D’autres danseurs animent le spectacle autour d’eux. C’est le cas de Yann Saïz, qui campait Lescaut, le frère de Manon. Yann Saïz est un danseur, d’une part que j’apprécie énormément par sa présence en scène évidente. Son jeu est intelligent, juste et son interprétation du personnage de Lescaut intéressante. Le danseur dispose d’une belle danse, une danse de qualité et donne de l’ampleur et du caractère à son personnage. Belle variation au premier acte, idem au second où le danseur s’amuse quand le personnage de Lescaut arrive complètement éméché. A la fois intéressé et protecteur, il n’hésite pas à pousser sa soeur dans le vice mais s’arrange pour la laisser repartir avec des Grieux. Une belle interprétation de Lescaut.
Nolwenn Daniel incarnait sa maîtresse. Si la danseuse peut un peu paraître rigide en scène par instants ou dans certains rôles, celui de la maîtresse lui va bien et la met en valeur.
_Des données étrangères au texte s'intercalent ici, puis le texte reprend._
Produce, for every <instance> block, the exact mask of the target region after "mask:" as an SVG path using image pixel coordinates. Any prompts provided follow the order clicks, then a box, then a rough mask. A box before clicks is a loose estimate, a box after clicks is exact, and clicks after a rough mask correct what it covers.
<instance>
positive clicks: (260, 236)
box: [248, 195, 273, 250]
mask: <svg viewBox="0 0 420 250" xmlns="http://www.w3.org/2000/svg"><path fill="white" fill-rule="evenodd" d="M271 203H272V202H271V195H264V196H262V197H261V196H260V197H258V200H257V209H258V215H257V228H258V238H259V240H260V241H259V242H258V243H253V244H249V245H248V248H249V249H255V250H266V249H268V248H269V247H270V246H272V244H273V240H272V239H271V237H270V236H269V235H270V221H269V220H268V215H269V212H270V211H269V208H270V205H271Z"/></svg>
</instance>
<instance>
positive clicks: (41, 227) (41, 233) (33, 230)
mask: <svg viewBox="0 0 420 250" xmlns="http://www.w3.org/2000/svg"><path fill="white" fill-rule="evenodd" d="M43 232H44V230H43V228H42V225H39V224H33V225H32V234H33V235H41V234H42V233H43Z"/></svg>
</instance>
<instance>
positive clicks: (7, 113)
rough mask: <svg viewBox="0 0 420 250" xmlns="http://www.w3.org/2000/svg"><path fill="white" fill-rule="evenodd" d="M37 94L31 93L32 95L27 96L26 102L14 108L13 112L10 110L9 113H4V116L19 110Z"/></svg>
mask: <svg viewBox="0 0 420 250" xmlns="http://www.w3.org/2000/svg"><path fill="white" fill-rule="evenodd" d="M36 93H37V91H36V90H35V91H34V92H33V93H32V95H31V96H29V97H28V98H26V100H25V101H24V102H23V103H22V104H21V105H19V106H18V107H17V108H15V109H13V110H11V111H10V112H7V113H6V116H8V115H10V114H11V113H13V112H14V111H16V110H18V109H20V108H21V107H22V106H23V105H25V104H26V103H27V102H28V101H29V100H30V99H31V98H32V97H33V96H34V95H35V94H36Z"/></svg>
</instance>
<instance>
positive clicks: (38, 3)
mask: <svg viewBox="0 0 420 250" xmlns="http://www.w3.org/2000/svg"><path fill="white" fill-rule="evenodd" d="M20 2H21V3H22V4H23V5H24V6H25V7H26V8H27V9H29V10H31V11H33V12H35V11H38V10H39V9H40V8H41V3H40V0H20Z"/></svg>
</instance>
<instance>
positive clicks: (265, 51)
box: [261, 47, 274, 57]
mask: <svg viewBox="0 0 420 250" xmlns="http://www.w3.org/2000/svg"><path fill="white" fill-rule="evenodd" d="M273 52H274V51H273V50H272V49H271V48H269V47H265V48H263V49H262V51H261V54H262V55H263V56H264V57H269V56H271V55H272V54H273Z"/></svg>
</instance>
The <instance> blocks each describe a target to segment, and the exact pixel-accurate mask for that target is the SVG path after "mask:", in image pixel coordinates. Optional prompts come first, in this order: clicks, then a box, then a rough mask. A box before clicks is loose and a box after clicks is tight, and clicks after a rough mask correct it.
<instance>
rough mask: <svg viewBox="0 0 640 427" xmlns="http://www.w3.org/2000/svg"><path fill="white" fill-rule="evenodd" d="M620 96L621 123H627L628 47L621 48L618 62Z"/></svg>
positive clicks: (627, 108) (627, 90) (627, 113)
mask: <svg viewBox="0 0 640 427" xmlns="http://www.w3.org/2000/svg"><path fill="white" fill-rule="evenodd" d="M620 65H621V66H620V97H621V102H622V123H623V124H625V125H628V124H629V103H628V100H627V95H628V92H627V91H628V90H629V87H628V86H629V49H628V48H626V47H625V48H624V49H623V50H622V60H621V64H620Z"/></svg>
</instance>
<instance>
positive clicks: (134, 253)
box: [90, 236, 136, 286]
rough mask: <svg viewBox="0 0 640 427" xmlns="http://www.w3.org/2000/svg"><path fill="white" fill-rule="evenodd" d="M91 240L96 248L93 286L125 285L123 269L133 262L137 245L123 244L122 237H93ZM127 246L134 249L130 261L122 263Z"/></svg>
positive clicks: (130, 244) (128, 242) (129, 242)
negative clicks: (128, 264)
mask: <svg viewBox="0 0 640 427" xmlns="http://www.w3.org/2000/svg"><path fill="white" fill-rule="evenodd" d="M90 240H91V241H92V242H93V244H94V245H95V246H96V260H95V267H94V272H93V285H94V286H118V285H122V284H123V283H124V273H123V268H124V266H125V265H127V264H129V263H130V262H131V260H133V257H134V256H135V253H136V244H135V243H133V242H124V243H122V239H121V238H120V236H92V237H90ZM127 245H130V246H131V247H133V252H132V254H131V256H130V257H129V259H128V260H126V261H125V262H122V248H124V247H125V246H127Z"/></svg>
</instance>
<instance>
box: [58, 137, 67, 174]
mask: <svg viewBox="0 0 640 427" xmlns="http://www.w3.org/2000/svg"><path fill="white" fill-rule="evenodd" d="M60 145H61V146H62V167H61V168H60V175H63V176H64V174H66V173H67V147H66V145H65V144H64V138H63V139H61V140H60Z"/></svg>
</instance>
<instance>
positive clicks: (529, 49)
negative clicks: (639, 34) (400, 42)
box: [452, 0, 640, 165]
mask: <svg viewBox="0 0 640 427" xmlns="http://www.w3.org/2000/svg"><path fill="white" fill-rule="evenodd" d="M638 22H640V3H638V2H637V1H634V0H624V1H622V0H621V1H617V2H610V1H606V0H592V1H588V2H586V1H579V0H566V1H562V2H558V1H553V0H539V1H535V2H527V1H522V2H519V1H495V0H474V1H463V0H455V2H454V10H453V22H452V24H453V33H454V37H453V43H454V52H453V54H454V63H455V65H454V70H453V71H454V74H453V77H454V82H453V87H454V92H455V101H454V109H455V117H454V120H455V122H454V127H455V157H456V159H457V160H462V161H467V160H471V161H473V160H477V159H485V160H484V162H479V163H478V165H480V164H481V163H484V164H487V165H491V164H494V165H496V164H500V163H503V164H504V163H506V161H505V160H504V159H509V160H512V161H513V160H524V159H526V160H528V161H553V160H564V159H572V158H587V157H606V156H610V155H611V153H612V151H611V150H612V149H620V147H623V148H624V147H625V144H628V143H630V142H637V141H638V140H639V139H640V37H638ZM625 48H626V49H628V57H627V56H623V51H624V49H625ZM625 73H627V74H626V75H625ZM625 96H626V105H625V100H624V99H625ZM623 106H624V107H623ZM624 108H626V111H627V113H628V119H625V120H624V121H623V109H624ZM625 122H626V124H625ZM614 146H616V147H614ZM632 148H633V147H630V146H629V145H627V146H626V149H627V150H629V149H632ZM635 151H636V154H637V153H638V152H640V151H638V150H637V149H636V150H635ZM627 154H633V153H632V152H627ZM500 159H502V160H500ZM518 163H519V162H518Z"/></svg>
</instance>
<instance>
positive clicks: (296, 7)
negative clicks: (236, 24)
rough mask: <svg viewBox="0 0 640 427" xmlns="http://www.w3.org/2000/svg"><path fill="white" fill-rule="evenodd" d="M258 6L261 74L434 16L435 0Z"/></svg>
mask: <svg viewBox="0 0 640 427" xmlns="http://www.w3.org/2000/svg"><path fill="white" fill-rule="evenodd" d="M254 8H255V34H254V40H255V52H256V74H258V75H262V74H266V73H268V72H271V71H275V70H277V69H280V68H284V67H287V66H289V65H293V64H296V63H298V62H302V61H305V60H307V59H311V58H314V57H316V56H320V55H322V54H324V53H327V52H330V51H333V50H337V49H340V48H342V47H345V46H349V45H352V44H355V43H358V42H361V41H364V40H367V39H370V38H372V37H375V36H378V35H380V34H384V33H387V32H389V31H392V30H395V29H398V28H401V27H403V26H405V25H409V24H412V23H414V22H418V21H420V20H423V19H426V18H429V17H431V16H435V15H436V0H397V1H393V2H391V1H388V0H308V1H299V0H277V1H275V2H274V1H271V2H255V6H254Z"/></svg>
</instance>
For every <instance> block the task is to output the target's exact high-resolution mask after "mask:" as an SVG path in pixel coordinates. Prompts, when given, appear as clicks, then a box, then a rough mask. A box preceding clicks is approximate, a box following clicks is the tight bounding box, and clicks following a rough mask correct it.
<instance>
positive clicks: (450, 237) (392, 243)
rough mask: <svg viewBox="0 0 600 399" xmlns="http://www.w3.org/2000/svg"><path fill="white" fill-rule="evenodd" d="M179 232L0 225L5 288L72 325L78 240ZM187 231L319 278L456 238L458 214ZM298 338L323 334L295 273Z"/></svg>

La danseuse est solide techniquement, prend plaisir à incarner ce personnage et prend plaisir à jouer de ses charmes afin d’étourdir Lescault (autant que les autres hommes d’ailleurs).
Parmi le corps de ballet, on repère Hugo Vigglioti le chef des brigands, sans oublier la belle Eleonore Guérineau, qui incarnait la prostituée travestie en petit garçon. On n’oublie pas les courtisanes composées hier soir d’Aurélia Bellet, Sabrina Malem, Marie-Solène Boulet et Myriam Kamionka qui sont très en forme et prêtent à sourire à de nombreux moments. On repère également la belle Marine Ganio dans le tableau de La Louisianne.
L’Histoire de Manon, c’est cette succession de tableaux, ces scènes de corps de ballets, où tout le monde est en scène et où les danseurs font revivre le vieux Paris, mais c’est surtout ces scènes de pas de deux, émouvantes et fortes qui donnent de la beauté à ce ballet.

S’il y avait une distribution que j’aurais pu aller voir plusieurs fois sans me lasser, c’est sans doute celle là. Le rôle de Manon, c’est en quelque sorte le rôle d’Isabelle Ciaravola, quant à Mathieu Ganio il n’y a aucun doute qu’il ne faudra pas le rater lors de ces prochaines apparitions dans le rôle de Des Grieux, il promet d’excellentes interprétations avec un jeu qui prend de plus en plus d’ampleur.

A noter qu’Isabelle Ciaravola dansera vendredi soir aux côtés de Florian Magnenet.